La nouvelle donne fiscale : des hausses d'impôts ciblées
Janvier 2011
Le Particulier n° 1056, article complet.
Auteurs : CHEYSSON-KAPLAN (Nathalie), SCHMIDIGER (Frédérique)

En 2011, les impôts augmenteront. Les ménages sont ainsi mis à contribution pour réduire les déficits publics et financer la réforme des retraites. Mais tous les contribuables ne seront pas touchés de la même manière, la loi de finances ciblant avant tout les épargnants.

Les débats sur le projet de loi de finances pour 2011 ont donné lieu à un véritable bras de fer entre le gouvernement et les parlementaires.
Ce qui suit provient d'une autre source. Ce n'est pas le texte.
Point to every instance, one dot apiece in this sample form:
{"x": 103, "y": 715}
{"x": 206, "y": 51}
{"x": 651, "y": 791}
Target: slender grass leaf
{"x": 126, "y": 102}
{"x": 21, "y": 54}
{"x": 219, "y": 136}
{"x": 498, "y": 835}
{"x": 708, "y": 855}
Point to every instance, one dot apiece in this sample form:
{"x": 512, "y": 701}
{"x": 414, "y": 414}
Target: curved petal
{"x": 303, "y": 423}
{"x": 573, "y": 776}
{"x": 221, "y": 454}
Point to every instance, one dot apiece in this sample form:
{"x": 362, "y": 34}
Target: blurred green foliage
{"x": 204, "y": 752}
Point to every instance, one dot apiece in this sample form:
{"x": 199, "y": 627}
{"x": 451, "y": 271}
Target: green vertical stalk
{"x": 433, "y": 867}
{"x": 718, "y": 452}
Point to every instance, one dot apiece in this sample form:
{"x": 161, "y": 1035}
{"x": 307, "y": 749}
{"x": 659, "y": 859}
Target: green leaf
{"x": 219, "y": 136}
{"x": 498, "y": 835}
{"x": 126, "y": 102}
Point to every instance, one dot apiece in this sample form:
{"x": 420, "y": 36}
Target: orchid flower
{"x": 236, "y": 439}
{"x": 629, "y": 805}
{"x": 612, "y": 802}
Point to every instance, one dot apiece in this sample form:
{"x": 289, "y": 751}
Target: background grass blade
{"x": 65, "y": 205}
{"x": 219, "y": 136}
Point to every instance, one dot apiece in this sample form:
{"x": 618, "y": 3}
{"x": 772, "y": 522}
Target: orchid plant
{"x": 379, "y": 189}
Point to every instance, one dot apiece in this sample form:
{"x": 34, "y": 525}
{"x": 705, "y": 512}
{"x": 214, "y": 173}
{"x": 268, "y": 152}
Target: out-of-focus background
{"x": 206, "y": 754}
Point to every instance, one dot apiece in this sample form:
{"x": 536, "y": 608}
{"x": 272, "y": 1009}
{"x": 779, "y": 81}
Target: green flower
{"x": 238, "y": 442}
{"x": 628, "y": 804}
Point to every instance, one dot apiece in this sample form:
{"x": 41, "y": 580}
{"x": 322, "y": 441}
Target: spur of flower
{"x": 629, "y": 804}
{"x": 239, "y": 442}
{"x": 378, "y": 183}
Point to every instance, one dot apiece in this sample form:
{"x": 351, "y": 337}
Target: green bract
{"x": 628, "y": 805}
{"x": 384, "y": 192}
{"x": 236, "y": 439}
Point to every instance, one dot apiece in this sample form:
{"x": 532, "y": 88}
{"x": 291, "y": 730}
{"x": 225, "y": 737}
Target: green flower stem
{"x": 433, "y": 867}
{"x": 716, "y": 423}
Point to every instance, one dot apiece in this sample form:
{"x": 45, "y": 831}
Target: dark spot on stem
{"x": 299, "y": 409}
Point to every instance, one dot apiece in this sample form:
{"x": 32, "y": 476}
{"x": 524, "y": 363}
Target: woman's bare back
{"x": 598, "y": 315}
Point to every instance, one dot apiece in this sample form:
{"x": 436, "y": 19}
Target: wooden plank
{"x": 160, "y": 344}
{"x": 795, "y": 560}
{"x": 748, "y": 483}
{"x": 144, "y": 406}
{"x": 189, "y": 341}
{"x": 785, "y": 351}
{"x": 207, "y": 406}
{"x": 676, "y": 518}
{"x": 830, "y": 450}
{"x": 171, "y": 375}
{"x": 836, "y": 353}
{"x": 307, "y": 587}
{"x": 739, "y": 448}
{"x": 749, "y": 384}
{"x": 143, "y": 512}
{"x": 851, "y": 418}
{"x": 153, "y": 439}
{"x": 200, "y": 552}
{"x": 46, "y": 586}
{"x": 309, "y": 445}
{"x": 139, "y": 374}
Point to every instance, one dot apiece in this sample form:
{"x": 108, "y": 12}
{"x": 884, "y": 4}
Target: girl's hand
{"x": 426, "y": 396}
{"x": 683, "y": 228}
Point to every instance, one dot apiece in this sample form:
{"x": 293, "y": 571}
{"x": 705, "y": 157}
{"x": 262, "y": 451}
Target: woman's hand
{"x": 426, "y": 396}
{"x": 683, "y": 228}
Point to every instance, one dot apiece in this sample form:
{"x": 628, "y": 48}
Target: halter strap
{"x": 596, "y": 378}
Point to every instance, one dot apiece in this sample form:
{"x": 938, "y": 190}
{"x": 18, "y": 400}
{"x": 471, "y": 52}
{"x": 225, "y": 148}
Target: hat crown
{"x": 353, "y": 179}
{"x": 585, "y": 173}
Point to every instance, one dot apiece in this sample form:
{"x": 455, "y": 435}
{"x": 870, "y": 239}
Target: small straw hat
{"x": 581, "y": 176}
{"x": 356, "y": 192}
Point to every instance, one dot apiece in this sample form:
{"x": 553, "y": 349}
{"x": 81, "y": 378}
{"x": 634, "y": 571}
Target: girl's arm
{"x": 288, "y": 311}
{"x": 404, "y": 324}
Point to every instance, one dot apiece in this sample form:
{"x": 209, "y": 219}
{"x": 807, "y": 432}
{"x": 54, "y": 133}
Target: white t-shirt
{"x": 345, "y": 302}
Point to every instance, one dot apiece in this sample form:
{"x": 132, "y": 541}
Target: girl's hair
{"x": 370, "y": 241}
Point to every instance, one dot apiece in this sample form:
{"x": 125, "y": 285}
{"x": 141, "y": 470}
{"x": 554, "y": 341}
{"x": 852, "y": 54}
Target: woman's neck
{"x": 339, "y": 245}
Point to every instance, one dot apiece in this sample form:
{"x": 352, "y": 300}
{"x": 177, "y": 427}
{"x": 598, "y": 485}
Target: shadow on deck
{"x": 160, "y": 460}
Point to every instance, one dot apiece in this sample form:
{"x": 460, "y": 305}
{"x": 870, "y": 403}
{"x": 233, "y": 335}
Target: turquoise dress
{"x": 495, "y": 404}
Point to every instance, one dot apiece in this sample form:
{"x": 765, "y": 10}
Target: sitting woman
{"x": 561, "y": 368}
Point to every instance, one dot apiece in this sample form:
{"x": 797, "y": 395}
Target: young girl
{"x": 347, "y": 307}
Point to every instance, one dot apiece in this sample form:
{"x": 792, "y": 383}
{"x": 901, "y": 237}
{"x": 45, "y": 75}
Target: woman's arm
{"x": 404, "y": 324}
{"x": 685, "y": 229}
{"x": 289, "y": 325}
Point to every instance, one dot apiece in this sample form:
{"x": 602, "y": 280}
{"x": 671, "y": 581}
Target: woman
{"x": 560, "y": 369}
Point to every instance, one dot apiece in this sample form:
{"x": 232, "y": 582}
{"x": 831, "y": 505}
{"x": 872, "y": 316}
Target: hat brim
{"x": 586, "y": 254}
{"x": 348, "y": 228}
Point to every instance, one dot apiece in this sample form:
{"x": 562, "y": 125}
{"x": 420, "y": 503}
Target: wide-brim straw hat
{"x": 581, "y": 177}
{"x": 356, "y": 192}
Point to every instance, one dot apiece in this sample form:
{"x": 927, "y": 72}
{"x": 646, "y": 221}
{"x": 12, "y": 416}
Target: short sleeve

François Baroin, ministre du Budget, a laissé une très faible marge de manœuvre aux députés et sénateurs, s’opposant à tous les amendements induisant des dépenses trop importantes. Il est allé jusqu’à imposer un second vote pour contraindre les parlementaires à supprimer, comme le gouvernement le souhaitait, l’allégement de 15 points accordé aux particuliers employant des salariés à leur domicile. Cet abattement diminuait les cotisations sociales payées par les employeurs qui déclaraient les salaires sur une base réelle, et non sur la base forfaitaire du Smic. La Fepem, le syndicat représentant les particuliers employeurs, a annoncé qu’il suspendait la signature de l’accord sur la revalorisation de la grille des salaires, jugeant impossible de faire supporter aux employeurs les effets cumulés du relèvement des charges sociales et des salaires.

L’augmentation des prélèvements frappera principalement les revenus de l’épargne

Le gouvernement s’est engagé à ne pas augmenter les impôts. Le budget 2011 ne prévoit effectivement pas de majoration globale, mais des hausses ciblées sur les revenus de l’épargne financière et du patrimoine, et sur les revenus les plus élevés. La dernière tranche du barème de l’impôt applicable aux revenus de 2010 passe ainsi de 40 à 41 % (sur la fraction des revenus nets imposables qui dépasse 70 830 €, pour une part). Il faut ajouter, bien que le gouvernement refuse de l’admettre, la hausse, même indirecte, qui va résulter de la diminution de 10 % des crédits et des réductions d’impôt.

Le sort de l’ISF et du bouclier fiscal est renvoyé au printemps prochain

L’annonce par le président de la République d’une réforme de la fiscalité du patrimoine au printemps a également pesé sur les débats. L’enjeu sera de réformer, voire de supprimer, l’impôt de solidarité sur la fortune (ISF) et le bouclier fiscal. Ils seraient remplacés par une imposition plus lourde des revenus du patrimoine, quand l’ISF taxe aujourd’hui le patrimoine lui-même. L’exercice promet d’être acrobatique, car les recettes de l’État ne devront pas diminuer. Les 4 milliards d’euros rapportés par l’ISF devront donc être perçus sous d’autres formes. À moins que, réduisant ses ambitions, le ministre du Budget ne retienne une solution intermédiaire évoquée en décembre dernier : l’ISF serait maintenu avec un seuil de taxation relevé, mais avec l’exclusion de la résidence principale du patrimoine imposable.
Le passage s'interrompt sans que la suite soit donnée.